La crónica religiosa: historia
sagrada y conciencia colectiva en el siglo XVII
Esta descripción y breve noticia he dado a la estampa, siguiendo el
parecer de escritores sagrados y de historiadores políticos que enseñan a
referir en las crónicas la tierra, lugar y partes de sus acaecimientos o
misterios [...] La persona, el tiempo y el lugar se han de describir para más
sólida raíz y cimiento de la historia.[1]
Con estas palabras el cronista fray Baltasar de Medina (1634-1697) destacaba
los que debían ser los parámetros básicos de todo historiador al narrar un
hecho, parámetros de referencia que son, por otro lado, los que tiene toda
civilización para expresarse: el espacio y el tiempo. Durante el siglo xvii, un grupo de intelectuales
novohispanos, de origen criollo y peninsular, construyeron una concepción de su
tierra natal o adoptiva que les permitía apropiarse de un pasado glorioso y
enorgullecerse por un excepcional entorno geográfico.
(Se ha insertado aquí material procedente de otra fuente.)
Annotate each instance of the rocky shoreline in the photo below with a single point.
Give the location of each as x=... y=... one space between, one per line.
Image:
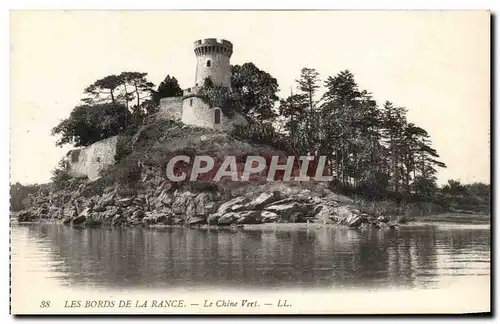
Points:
x=162 y=205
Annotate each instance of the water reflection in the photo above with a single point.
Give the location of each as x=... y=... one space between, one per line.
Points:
x=271 y=259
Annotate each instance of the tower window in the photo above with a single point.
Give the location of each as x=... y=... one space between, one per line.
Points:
x=217 y=116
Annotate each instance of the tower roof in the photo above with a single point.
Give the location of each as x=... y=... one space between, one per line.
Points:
x=213 y=45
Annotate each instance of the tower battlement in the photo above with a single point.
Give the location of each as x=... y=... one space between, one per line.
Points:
x=213 y=46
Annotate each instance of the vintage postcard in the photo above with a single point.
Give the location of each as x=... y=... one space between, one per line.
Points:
x=250 y=162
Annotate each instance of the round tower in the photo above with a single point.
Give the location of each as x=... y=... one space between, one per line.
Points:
x=213 y=56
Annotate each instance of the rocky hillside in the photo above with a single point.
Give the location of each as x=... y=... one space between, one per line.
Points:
x=136 y=192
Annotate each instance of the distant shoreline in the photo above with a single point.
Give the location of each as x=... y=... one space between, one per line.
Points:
x=458 y=219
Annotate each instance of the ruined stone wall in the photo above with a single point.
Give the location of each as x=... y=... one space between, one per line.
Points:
x=170 y=108
x=89 y=161
x=196 y=112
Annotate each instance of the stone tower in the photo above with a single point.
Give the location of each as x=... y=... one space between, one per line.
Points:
x=212 y=57
x=212 y=61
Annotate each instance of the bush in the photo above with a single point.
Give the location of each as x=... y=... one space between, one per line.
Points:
x=60 y=176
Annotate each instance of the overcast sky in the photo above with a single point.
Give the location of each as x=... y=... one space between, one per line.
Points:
x=436 y=64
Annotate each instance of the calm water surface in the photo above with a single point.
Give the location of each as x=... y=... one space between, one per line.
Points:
x=417 y=257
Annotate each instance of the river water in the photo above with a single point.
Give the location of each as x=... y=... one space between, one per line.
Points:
x=276 y=258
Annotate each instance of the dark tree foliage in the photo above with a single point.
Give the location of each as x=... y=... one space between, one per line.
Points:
x=254 y=91
x=169 y=87
x=88 y=124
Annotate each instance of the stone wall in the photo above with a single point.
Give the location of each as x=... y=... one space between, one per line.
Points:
x=196 y=112
x=219 y=70
x=89 y=161
x=170 y=108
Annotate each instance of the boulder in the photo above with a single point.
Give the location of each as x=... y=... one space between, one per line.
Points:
x=229 y=204
x=287 y=209
x=149 y=220
x=80 y=219
x=213 y=219
x=26 y=216
x=164 y=199
x=269 y=216
x=242 y=217
x=181 y=201
x=264 y=198
x=383 y=219
x=196 y=220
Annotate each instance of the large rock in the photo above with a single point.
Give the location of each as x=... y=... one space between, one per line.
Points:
x=225 y=207
x=340 y=214
x=165 y=198
x=269 y=217
x=242 y=217
x=196 y=220
x=213 y=219
x=26 y=216
x=287 y=209
x=181 y=201
x=80 y=219
x=257 y=203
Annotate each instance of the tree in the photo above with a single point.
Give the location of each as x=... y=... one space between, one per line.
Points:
x=254 y=91
x=308 y=84
x=169 y=87
x=88 y=124
x=103 y=90
x=141 y=87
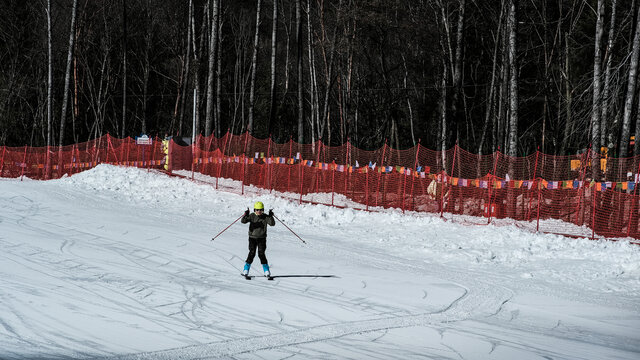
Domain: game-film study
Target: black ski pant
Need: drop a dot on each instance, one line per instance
(261, 244)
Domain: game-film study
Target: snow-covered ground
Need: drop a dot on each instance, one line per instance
(118, 263)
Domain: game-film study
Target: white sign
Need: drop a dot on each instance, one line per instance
(144, 140)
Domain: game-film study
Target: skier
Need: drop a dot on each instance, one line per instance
(258, 222)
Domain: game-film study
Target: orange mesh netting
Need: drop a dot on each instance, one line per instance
(582, 195)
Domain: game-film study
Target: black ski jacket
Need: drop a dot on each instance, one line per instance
(258, 224)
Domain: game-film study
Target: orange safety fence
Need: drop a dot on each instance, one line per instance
(583, 195)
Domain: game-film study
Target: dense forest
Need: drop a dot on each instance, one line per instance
(508, 75)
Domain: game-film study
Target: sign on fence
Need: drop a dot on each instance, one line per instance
(144, 140)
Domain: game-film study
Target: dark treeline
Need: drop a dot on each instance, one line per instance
(514, 75)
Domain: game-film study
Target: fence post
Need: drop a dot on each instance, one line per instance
(267, 176)
(224, 145)
(301, 181)
(4, 149)
(366, 188)
(583, 164)
(631, 207)
(535, 170)
(495, 165)
(453, 169)
(333, 176)
(347, 175)
(413, 175)
(539, 202)
(317, 173)
(593, 214)
(289, 167)
(381, 166)
(24, 162)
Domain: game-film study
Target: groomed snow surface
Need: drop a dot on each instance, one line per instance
(118, 263)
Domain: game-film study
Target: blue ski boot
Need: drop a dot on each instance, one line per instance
(247, 266)
(265, 268)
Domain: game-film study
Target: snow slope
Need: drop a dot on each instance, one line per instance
(118, 263)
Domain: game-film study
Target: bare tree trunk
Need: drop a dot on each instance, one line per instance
(124, 68)
(213, 45)
(312, 75)
(218, 114)
(443, 114)
(605, 123)
(631, 88)
(513, 83)
(326, 118)
(597, 68)
(274, 49)
(568, 128)
(49, 79)
(254, 65)
(457, 67)
(67, 76)
(299, 66)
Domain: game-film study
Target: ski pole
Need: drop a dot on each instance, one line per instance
(225, 229)
(285, 225)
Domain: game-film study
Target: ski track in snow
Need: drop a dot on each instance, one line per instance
(183, 290)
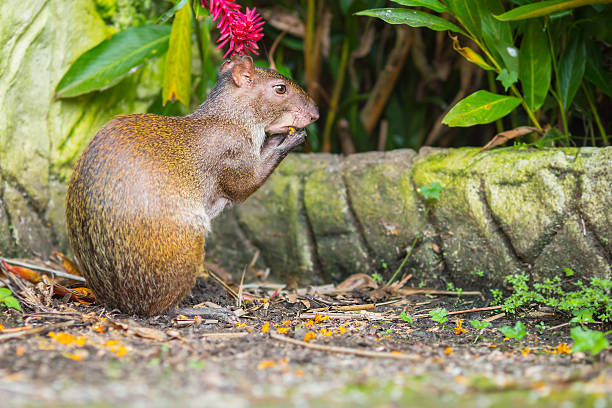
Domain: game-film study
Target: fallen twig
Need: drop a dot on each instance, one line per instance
(222, 283)
(347, 350)
(35, 330)
(478, 309)
(224, 335)
(45, 270)
(495, 317)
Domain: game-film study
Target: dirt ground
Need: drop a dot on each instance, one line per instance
(59, 352)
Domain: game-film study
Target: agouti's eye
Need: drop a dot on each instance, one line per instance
(280, 89)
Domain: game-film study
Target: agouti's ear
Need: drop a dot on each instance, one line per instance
(243, 71)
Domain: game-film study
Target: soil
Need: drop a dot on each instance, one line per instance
(59, 352)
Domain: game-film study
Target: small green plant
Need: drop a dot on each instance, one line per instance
(517, 332)
(432, 191)
(541, 327)
(593, 297)
(377, 277)
(497, 296)
(589, 341)
(406, 317)
(7, 298)
(386, 332)
(479, 273)
(479, 325)
(583, 316)
(439, 315)
(543, 68)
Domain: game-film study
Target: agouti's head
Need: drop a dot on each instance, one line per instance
(264, 96)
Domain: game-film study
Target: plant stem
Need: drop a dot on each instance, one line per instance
(557, 86)
(310, 21)
(589, 96)
(198, 37)
(333, 103)
(498, 124)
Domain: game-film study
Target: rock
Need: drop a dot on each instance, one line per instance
(40, 136)
(322, 217)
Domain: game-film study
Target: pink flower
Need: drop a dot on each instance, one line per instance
(240, 30)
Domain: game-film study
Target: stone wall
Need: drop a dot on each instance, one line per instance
(323, 217)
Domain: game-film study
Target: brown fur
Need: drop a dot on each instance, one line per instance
(146, 188)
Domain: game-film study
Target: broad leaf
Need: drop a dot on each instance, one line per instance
(110, 61)
(535, 65)
(595, 71)
(434, 5)
(168, 14)
(177, 71)
(413, 18)
(498, 37)
(571, 68)
(480, 107)
(470, 55)
(544, 8)
(507, 78)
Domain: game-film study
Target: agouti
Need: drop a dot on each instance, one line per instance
(146, 187)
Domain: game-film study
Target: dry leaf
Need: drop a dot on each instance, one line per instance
(503, 137)
(356, 281)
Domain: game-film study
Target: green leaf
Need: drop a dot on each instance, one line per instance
(177, 71)
(110, 61)
(432, 192)
(4, 292)
(470, 55)
(544, 8)
(166, 16)
(595, 72)
(516, 332)
(413, 18)
(434, 5)
(406, 317)
(10, 301)
(583, 316)
(480, 107)
(479, 325)
(498, 36)
(468, 14)
(535, 65)
(588, 341)
(439, 315)
(507, 78)
(571, 68)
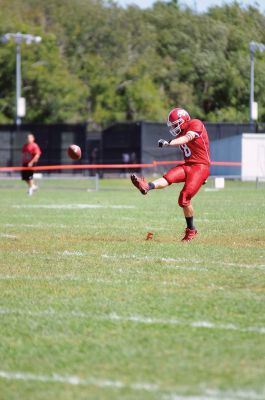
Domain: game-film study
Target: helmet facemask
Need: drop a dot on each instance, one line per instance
(175, 127)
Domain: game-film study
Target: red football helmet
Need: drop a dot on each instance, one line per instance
(178, 119)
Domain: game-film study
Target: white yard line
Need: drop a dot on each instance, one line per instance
(71, 206)
(172, 260)
(138, 319)
(8, 236)
(75, 380)
(135, 386)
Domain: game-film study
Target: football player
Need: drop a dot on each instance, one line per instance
(192, 138)
(30, 156)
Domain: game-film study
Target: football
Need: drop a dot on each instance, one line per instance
(74, 152)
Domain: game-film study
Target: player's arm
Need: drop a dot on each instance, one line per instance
(34, 160)
(190, 135)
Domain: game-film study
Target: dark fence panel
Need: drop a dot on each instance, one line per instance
(53, 140)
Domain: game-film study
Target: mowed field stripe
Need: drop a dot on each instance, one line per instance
(137, 319)
(169, 394)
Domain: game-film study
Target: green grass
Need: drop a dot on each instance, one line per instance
(84, 294)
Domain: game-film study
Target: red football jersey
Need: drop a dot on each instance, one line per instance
(197, 150)
(29, 151)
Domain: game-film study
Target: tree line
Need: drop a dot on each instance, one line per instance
(101, 63)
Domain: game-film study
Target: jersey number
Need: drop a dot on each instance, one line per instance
(186, 150)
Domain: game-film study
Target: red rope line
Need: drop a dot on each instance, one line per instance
(109, 166)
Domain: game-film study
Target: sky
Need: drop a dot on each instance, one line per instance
(197, 5)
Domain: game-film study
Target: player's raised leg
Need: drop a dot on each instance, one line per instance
(143, 186)
(195, 176)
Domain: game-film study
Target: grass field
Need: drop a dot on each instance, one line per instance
(91, 310)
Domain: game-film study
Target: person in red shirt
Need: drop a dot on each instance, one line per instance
(30, 156)
(192, 138)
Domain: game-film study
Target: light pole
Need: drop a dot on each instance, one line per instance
(18, 38)
(253, 46)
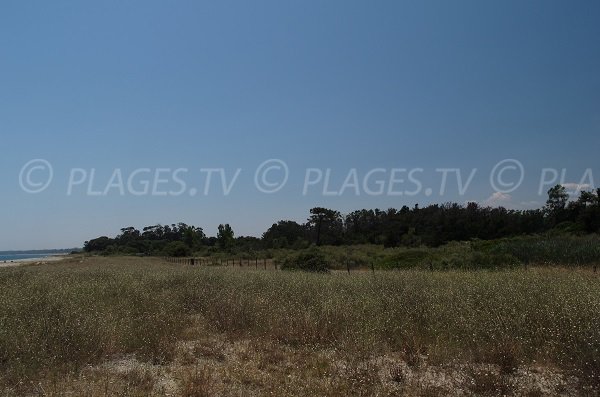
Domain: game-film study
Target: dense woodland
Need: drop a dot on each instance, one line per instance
(431, 226)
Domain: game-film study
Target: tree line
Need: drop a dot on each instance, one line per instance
(433, 225)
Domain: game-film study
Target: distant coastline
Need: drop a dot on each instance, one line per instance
(19, 256)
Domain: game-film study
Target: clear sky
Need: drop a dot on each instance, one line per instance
(132, 91)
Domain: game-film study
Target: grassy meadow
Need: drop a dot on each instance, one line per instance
(104, 326)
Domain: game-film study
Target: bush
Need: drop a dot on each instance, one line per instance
(177, 248)
(311, 260)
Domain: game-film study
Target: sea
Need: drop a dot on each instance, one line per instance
(13, 257)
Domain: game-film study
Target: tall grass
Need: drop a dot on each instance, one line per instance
(62, 317)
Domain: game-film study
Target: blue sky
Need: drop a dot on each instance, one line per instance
(339, 84)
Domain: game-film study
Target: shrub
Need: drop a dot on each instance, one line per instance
(311, 260)
(176, 248)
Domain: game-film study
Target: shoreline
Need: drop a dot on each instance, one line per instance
(40, 261)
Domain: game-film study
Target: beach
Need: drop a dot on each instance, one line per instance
(40, 261)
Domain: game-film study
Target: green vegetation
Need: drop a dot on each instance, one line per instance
(58, 320)
(432, 226)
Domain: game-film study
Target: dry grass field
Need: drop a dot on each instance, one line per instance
(126, 326)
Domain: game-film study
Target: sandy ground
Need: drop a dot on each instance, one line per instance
(39, 261)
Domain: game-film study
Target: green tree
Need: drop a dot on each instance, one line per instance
(556, 203)
(327, 223)
(225, 236)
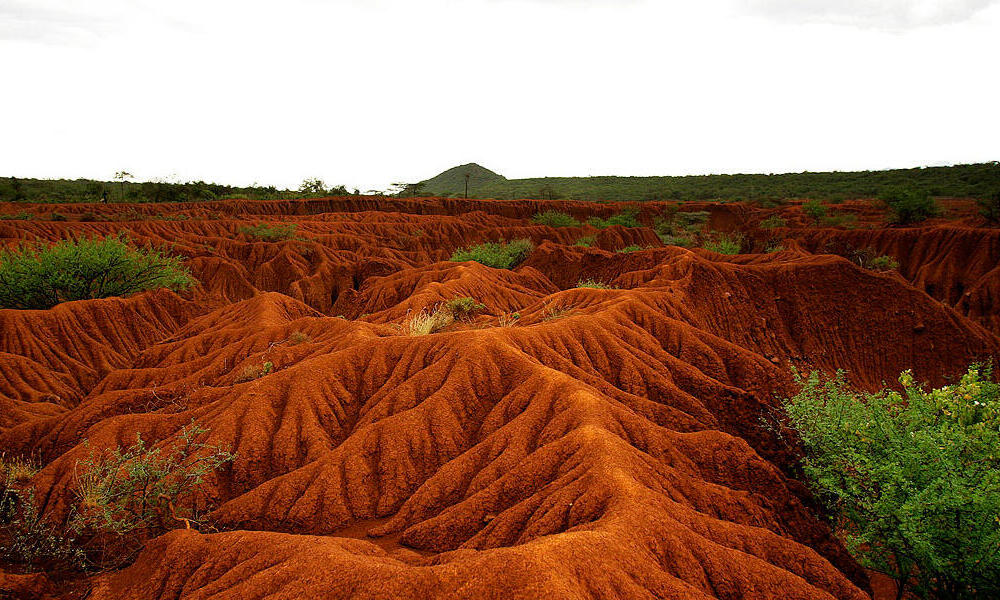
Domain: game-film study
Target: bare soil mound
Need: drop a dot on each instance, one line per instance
(561, 442)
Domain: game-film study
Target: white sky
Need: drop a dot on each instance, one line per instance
(367, 92)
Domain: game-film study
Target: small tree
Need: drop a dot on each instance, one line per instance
(911, 480)
(36, 276)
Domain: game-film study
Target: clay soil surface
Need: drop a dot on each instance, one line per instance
(601, 443)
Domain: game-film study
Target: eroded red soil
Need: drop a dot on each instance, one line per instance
(607, 445)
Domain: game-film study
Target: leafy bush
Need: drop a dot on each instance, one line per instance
(911, 480)
(628, 218)
(773, 222)
(990, 208)
(35, 276)
(815, 210)
(593, 283)
(554, 218)
(725, 244)
(910, 205)
(499, 255)
(270, 232)
(463, 307)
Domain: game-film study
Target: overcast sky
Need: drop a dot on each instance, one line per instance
(368, 92)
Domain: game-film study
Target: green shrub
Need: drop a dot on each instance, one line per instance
(35, 276)
(815, 210)
(773, 222)
(499, 255)
(554, 218)
(911, 480)
(463, 307)
(725, 244)
(270, 232)
(593, 283)
(990, 208)
(628, 218)
(909, 205)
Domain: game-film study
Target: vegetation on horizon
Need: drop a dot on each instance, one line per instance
(39, 276)
(911, 480)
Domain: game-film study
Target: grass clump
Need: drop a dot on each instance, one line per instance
(554, 218)
(593, 283)
(251, 372)
(627, 218)
(725, 244)
(908, 205)
(270, 232)
(36, 276)
(773, 222)
(911, 480)
(499, 255)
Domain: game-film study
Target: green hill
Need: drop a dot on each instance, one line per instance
(975, 180)
(452, 181)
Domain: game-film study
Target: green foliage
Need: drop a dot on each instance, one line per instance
(967, 181)
(627, 218)
(773, 222)
(593, 283)
(554, 218)
(912, 479)
(990, 208)
(270, 232)
(909, 205)
(36, 276)
(725, 244)
(463, 307)
(815, 210)
(499, 255)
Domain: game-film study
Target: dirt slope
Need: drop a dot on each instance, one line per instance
(605, 444)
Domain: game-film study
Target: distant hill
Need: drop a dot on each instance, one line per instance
(452, 181)
(975, 180)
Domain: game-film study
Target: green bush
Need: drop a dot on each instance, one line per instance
(628, 218)
(773, 222)
(271, 232)
(499, 255)
(725, 244)
(593, 283)
(815, 210)
(36, 276)
(911, 480)
(909, 205)
(990, 208)
(554, 218)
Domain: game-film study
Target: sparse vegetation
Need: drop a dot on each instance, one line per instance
(725, 244)
(554, 218)
(499, 255)
(36, 276)
(911, 480)
(773, 222)
(251, 372)
(270, 232)
(909, 205)
(593, 283)
(626, 218)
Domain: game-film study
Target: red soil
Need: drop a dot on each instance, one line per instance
(608, 445)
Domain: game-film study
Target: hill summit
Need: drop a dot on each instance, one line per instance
(452, 181)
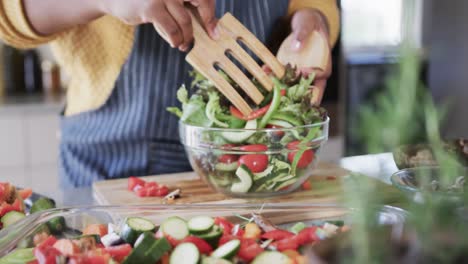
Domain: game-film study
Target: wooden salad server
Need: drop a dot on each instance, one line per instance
(208, 53)
(314, 54)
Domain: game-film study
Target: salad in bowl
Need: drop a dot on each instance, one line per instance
(269, 152)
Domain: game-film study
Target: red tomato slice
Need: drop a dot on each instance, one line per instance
(276, 133)
(307, 235)
(119, 253)
(201, 244)
(5, 208)
(133, 182)
(277, 234)
(162, 191)
(254, 148)
(18, 205)
(224, 224)
(24, 193)
(228, 158)
(254, 115)
(255, 162)
(285, 244)
(249, 249)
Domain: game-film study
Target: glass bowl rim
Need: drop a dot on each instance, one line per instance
(405, 187)
(326, 121)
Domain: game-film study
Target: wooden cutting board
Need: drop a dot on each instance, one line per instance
(327, 187)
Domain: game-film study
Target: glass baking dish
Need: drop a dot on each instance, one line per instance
(283, 215)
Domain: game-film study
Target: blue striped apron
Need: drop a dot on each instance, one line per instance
(132, 133)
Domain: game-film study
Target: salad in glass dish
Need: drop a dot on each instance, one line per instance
(269, 152)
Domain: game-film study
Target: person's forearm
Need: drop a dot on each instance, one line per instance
(52, 16)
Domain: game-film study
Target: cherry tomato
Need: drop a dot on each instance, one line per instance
(255, 162)
(133, 182)
(24, 193)
(249, 249)
(120, 252)
(201, 244)
(254, 115)
(276, 133)
(254, 148)
(306, 158)
(224, 224)
(228, 158)
(306, 185)
(278, 234)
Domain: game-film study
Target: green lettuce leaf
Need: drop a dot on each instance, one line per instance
(213, 108)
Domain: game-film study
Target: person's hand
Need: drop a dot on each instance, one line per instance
(170, 18)
(304, 23)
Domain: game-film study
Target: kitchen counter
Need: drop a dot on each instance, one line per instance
(379, 166)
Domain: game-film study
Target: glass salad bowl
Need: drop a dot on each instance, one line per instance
(254, 162)
(22, 235)
(431, 180)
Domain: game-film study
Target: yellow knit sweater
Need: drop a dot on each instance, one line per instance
(93, 54)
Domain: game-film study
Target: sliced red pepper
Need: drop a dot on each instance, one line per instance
(254, 115)
(5, 208)
(120, 252)
(278, 234)
(18, 205)
(24, 193)
(228, 158)
(306, 158)
(307, 185)
(225, 225)
(134, 182)
(201, 244)
(249, 249)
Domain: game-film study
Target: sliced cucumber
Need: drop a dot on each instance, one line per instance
(211, 260)
(212, 237)
(220, 166)
(239, 137)
(288, 118)
(245, 176)
(285, 124)
(175, 227)
(264, 173)
(185, 253)
(270, 257)
(133, 227)
(200, 224)
(12, 217)
(227, 250)
(149, 250)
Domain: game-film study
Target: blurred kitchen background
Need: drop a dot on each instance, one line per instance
(32, 86)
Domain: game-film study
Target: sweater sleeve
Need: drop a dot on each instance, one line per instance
(328, 8)
(15, 28)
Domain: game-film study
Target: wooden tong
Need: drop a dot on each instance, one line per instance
(208, 53)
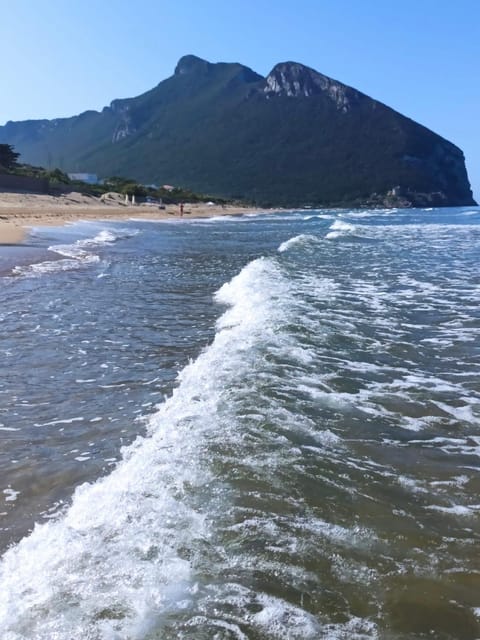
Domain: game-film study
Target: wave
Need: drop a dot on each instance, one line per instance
(340, 229)
(76, 255)
(143, 543)
(300, 240)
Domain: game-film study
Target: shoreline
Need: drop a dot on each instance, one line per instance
(19, 211)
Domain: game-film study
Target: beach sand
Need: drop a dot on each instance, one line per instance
(18, 211)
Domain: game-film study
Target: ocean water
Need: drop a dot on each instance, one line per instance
(258, 427)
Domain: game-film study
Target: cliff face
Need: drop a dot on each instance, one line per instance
(295, 137)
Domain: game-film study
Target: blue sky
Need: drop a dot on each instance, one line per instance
(421, 57)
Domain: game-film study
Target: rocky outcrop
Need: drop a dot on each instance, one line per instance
(296, 80)
(295, 137)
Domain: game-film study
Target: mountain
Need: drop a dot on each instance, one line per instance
(295, 137)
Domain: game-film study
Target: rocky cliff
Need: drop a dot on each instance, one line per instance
(292, 138)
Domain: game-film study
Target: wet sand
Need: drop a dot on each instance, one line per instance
(18, 211)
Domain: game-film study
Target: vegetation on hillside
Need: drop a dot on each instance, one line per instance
(213, 128)
(60, 182)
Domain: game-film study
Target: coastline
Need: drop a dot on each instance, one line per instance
(19, 211)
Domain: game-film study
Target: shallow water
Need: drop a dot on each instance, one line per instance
(264, 427)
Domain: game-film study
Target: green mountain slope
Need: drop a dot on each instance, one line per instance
(295, 137)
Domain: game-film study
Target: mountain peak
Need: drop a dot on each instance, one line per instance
(191, 64)
(295, 80)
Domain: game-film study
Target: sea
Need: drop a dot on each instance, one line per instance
(261, 427)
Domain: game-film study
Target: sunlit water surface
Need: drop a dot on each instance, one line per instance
(262, 427)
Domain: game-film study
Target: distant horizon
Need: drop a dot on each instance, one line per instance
(404, 57)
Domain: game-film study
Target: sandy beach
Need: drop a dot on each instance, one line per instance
(19, 211)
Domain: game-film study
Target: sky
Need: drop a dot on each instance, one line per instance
(420, 57)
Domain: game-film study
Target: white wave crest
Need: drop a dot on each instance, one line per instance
(301, 240)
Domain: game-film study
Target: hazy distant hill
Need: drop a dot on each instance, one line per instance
(295, 137)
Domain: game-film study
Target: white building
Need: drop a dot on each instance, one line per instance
(89, 178)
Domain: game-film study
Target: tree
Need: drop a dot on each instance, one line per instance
(8, 157)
Con esa construcción se
buscaba dotar de sentido a este territorio y a sus habitantes y así encontrar
una identidad propia frente a lo europeo. Los criollos, siguiendo la
tradicional división de la historia en natural y moral, mostraron al mundo un
país consolidado (aunque apenas se estaba haciendo) y vistieron su discurso con
las formas de la retórica.
La primera apropiación básica, la del
espacio, se inició con una exaltación de la belleza y de la fertilidad de la
tierra mexicana, un locus
amoenus, verdadero paraíso terrenal incontaminado y pródigo en
frutos, con un aire saludable y un agua tan rica en metales que infundía valor.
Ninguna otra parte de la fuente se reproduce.